Наблюдаемый в сорокинском перформансе парадокс зияющего расхождения между генерированием текста в режиме мимирования и презентацией текста, не связанной с мимированием, имеет прототип в русской литературной практике XIX века. Речь идет о поздних авторских чтениях Гоголя, когда он (в Риме) или читал настолько монотонно, что некоторые слушатели покидали зал, или просто молча сидел рядом с Михаилом Щепкиным, читавшим его произведения (1848). Этот последний случай упоминается и Ямпольским:

Однажды, кажется в том же 1848 году, зимой, был у Погодина вечер, на котором Щепкин читал что-то из Гоголя. Гоголь был тут же. Просидев совершенно истуканом, в углу, рядом с читавшим час или полтора, со взглядом, устремленным в неопределенное пространство, он встал и скрылся.
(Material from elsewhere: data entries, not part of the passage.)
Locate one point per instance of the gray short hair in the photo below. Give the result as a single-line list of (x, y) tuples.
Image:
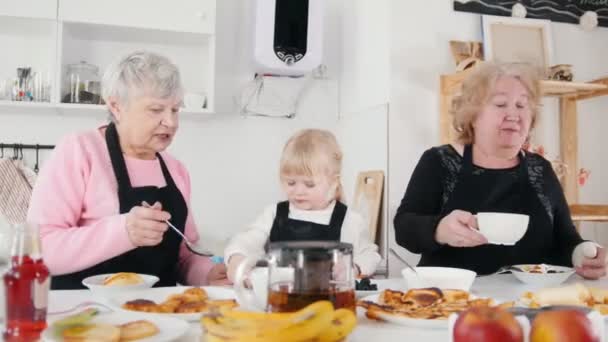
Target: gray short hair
[(141, 71)]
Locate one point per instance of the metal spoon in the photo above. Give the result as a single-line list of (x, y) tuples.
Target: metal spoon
[(191, 247), (404, 261)]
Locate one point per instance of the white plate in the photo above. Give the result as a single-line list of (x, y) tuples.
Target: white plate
[(95, 284), (543, 279), (397, 284), (160, 294), (169, 328), (412, 322)]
Впрочем, положение его в те минуты было, точно, затруднительное: читал не он сам, а другой; между тем вся зала смотрела не на читавшего, а на автора, как бы говоря: «А! Вот ты какой, господин Гоголь, написавший нам эти забавные вещи!»[308]

Ямпольский предполагает, что чтение актера Щепкина вызывало смех, а «маска» статуарного Гоголя этот смех блокировала. «Разрушение экспрессивности <…> здесь негативно соотносится со сходным же разрушением в пароксизме смеха»[309]. Во время этого публичного чтения происходит физическое раздвоение: голос и тело Щепкина выполняют мимирующую функцию, а автор Гоголь «принимает на себя функции полного отчуждения от „здесь-и-теперь“, физически выраженной „негативности“»[310]. Он становится иронически-дистанцированным «демоном».

Ямпольский при этом исходит из сократовского представления о демоне как постоянном невидимом спутнике человека, предостерегающем, дающем советы и влияющем на решения[311]. Концепция Ямпольского находится под сильным влиянием диссертации Кьеркегора о сократовской иронии[312]. Здесь имеет значение и полемика Кьеркегора с Гегелем, трактующим представление о демоне как проекцию внутренних, или интуитивных (не-рациональных) решений на нечто внешнее (демона). Однако наиболее важно для нас кьеркегоровское представление о действенном молчании как неслышимом голосе в первую очередь предостерегающего и сдерживающего демона – голосе, «противостоящем позитивности классического греческого красноречия»[313].

Если перформирующий Сорокин в этом смысле выступает как абсолютная негативность, позволяющая описать себя как образ неслышимого демона, то его, конечно, можно квалифицировать и как персонификацию той самой кьеркегоровской иронии. Сорокин как демон иронии проявляет себя прежде всего в диссимулятивных стратегиях дефицитарной pronunciatio.